The Legendary Strike n'est heureusement pas inférieur à tous les niveaux par rapport à ses prestigieux modèles. La distribution du film par exemple est de qualité. A la place de Ti Lung, on a droit à Chu Kong et si ce dernier n'est pas un artiste martial équivalent, ses capacités d'acteur et son charisme n'ont rien à envier à ceux du héros de A Better Tomorrow. A ses cotés, Angela Mao délivre une solide performance d'héroïne combattante (mention spéciale à sa première apparition dans un cercueil) et Carter Wong est un excellent vilain, tout en autorité et menace diffuse. Chen Sing, véritable vétéran du genre, nous gratifie aussi d'une bonne prestation, tout comme les artistes martiaux de service (réduits à des rôles assez courts), Casanova Wong en tête.

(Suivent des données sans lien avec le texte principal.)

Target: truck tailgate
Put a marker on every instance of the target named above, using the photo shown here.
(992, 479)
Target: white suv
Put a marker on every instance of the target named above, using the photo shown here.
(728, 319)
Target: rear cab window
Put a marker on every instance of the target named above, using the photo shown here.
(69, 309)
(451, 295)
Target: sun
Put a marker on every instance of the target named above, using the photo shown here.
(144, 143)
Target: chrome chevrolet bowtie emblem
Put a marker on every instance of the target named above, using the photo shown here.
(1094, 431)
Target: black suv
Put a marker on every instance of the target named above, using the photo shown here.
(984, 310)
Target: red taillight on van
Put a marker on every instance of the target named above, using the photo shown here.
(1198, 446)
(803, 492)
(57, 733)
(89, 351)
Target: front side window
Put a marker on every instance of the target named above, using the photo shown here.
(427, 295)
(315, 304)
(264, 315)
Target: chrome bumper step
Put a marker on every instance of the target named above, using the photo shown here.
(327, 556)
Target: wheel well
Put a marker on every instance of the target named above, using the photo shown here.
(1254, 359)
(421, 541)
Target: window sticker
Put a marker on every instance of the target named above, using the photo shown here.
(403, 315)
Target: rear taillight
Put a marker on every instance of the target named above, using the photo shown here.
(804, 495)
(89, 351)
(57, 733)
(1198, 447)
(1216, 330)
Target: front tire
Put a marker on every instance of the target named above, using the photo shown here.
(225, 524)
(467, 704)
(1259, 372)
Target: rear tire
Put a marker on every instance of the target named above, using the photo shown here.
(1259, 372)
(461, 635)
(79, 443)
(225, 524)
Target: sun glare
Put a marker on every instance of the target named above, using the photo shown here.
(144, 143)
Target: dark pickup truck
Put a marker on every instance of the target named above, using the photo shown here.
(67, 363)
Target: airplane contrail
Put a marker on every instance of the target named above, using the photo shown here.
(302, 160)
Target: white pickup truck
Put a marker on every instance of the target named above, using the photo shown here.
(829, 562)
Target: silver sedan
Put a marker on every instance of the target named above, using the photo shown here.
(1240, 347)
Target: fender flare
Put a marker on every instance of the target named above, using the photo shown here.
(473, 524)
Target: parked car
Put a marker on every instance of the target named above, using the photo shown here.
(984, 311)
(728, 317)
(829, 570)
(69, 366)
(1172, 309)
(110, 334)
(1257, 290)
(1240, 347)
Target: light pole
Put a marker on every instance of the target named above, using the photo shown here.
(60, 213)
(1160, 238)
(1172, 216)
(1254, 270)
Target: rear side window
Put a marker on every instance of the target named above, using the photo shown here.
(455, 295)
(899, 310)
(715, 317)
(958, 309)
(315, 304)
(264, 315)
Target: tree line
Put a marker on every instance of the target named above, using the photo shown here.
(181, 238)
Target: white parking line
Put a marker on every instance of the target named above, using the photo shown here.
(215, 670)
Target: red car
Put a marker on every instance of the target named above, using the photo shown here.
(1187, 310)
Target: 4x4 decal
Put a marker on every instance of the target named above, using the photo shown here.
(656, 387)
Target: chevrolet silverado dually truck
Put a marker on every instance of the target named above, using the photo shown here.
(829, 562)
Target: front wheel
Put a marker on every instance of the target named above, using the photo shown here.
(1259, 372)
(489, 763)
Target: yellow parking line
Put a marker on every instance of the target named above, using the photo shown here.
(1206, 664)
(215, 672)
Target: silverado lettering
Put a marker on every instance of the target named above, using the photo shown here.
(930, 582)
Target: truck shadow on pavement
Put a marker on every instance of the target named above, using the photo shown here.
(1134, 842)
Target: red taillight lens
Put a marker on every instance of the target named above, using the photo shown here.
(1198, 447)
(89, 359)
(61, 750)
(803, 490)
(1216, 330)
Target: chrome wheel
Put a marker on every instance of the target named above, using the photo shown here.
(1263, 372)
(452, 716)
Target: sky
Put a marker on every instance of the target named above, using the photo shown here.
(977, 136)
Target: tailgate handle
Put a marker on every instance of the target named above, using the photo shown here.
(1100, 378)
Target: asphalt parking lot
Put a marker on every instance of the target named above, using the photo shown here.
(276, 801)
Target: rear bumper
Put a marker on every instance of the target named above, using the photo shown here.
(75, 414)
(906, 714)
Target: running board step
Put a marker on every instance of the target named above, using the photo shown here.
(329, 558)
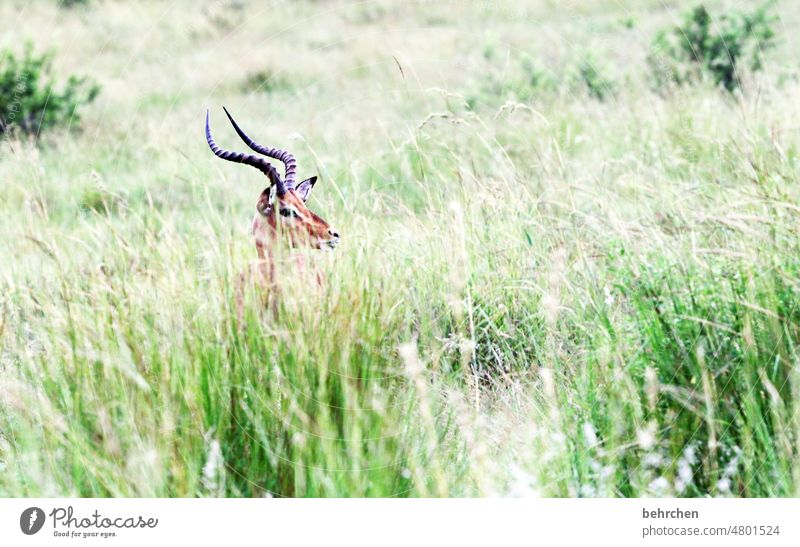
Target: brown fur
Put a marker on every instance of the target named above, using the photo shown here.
(272, 231)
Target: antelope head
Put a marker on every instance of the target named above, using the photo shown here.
(281, 211)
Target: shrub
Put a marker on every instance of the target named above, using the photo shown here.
(592, 76)
(711, 46)
(30, 99)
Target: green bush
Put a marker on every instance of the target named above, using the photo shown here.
(72, 3)
(594, 78)
(30, 99)
(712, 46)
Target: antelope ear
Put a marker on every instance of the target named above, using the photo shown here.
(304, 188)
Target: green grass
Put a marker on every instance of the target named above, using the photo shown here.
(566, 297)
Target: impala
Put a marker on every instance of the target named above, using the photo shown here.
(282, 220)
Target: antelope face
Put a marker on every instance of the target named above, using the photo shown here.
(282, 210)
(288, 216)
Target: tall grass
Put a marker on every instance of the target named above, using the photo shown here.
(562, 298)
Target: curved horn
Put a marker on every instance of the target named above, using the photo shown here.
(280, 155)
(254, 161)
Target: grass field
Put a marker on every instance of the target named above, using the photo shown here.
(582, 287)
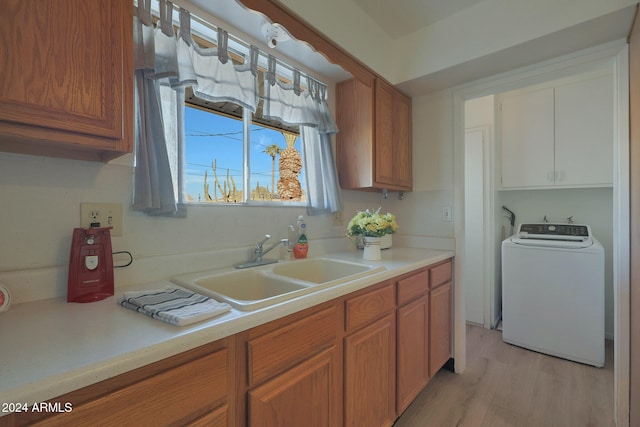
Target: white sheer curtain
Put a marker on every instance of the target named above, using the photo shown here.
(165, 65)
(155, 185)
(309, 110)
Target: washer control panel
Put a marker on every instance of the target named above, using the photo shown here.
(554, 230)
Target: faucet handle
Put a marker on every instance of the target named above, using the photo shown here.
(261, 242)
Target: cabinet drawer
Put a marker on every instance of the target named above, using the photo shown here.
(274, 352)
(440, 274)
(366, 308)
(411, 287)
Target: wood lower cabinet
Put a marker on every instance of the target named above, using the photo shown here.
(66, 85)
(358, 360)
(302, 396)
(370, 359)
(440, 316)
(413, 351)
(294, 371)
(192, 388)
(369, 389)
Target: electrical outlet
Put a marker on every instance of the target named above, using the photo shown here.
(338, 219)
(102, 215)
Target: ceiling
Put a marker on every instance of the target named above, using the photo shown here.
(401, 17)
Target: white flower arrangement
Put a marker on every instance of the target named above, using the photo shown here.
(372, 224)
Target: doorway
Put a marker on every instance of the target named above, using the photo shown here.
(615, 56)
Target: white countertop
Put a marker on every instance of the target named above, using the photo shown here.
(51, 347)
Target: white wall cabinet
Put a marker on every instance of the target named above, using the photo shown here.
(558, 136)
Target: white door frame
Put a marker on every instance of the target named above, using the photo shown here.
(615, 55)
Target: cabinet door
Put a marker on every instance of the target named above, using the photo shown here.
(440, 327)
(392, 138)
(303, 396)
(354, 142)
(527, 123)
(67, 77)
(584, 132)
(413, 351)
(369, 378)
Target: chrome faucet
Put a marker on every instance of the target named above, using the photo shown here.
(259, 252)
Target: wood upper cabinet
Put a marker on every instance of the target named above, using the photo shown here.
(66, 80)
(373, 147)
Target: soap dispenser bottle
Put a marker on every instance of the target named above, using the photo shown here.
(302, 244)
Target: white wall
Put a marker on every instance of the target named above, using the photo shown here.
(41, 205)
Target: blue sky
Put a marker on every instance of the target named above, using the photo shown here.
(211, 136)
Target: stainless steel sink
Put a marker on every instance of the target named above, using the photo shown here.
(258, 287)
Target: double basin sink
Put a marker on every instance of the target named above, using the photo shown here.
(259, 287)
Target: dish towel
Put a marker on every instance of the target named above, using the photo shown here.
(173, 305)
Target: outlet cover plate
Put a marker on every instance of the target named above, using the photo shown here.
(107, 214)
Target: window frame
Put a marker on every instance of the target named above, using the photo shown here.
(247, 121)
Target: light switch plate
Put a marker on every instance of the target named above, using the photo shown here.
(104, 214)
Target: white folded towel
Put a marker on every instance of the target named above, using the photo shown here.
(173, 305)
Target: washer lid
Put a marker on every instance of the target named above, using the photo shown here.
(554, 235)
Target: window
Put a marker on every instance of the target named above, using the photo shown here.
(209, 142)
(217, 158)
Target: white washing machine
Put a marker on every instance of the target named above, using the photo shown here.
(553, 291)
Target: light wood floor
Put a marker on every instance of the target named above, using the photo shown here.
(505, 385)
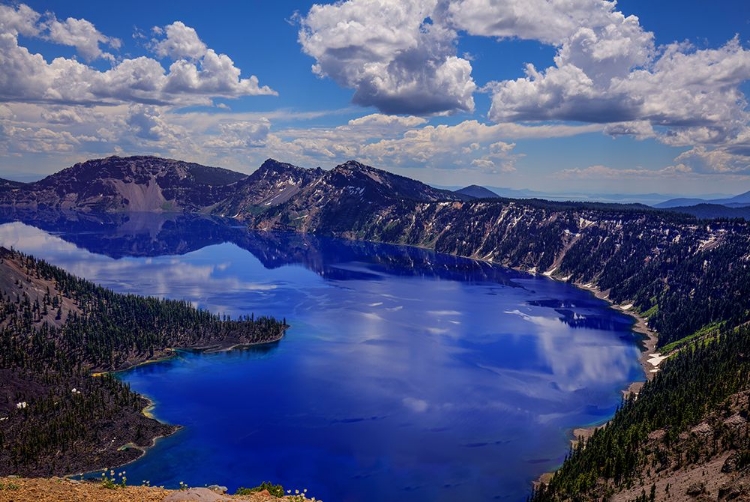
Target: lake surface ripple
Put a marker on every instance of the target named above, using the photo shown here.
(405, 376)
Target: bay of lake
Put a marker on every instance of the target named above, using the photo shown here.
(405, 376)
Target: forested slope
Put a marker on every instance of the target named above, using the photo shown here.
(55, 330)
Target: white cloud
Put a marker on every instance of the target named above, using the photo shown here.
(20, 20)
(723, 161)
(394, 53)
(28, 77)
(380, 120)
(549, 21)
(599, 172)
(241, 135)
(82, 35)
(180, 42)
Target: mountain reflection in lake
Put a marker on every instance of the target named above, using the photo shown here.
(406, 375)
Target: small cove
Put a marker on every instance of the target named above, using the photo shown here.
(406, 375)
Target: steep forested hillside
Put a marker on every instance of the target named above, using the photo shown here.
(55, 329)
(691, 419)
(680, 273)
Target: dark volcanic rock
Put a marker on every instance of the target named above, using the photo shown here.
(127, 184)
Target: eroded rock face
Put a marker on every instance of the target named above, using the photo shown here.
(135, 184)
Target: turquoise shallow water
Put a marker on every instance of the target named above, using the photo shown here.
(406, 375)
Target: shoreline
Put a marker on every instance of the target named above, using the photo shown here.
(649, 360)
(147, 411)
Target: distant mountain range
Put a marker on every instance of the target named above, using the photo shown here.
(689, 278)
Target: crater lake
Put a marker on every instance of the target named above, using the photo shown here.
(405, 375)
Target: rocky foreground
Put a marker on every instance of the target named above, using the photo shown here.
(14, 489)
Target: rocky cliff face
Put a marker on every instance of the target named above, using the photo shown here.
(681, 274)
(147, 184)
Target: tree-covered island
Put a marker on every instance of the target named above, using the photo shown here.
(61, 410)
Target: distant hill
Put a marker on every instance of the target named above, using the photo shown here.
(6, 185)
(477, 192)
(741, 200)
(126, 184)
(706, 211)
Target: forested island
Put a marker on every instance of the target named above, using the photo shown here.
(688, 277)
(61, 410)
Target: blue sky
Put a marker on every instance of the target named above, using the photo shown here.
(560, 96)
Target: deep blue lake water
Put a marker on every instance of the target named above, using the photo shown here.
(405, 375)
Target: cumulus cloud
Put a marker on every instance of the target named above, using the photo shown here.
(180, 42)
(82, 35)
(196, 76)
(394, 54)
(521, 18)
(242, 134)
(607, 70)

Les combats sont également dignes d'éloges, cela malgré l'absence de Samo. A l'image du film, leur orientation est plus réaliste, plus proche du sol que ceux des Wu Xia Pian fantastiques de Chor Yuen. Il y a bien quelques sauts surhumains nous rappelant l'univers original de Ku Lung mais en quantité très limité. Plus étonnant est l'accent mis sur les combats à mains nues. Ce type de chorégraphies occupe la majeure partie du film, apparentant The Legendary Strike plus à un film de Kung Fu qu'à un Wu Xia Pian au sens traditionnel du terme. La qualité étant au rendez vous, on ne s'en plaindra pas. Les combats sont énergiques et bien mis en scènes, techniques également quand les interprètes peuvent se le permettre. Samo aurait probablement pu signer des chorégraphies plus intenses et précises mais cela reste de l'action de bon niveau.
En tant qu'adaptation de Ku Lung, The Legendary Strike est indéniablement inférieur à des films comme Killer Clans ou Jade Tiger. Pour autant, cette tentative d'exploitation du filon s'avère solide, garantissant un agréable moment au spectateur, tout spécialement pour les amateurs d'intrigues à tiroirs comme les affectionne l'écrivain Chinois. Cette garantie de qualité minimale est une des caractéristique les plus attachantes du cinéma de Wong Fung.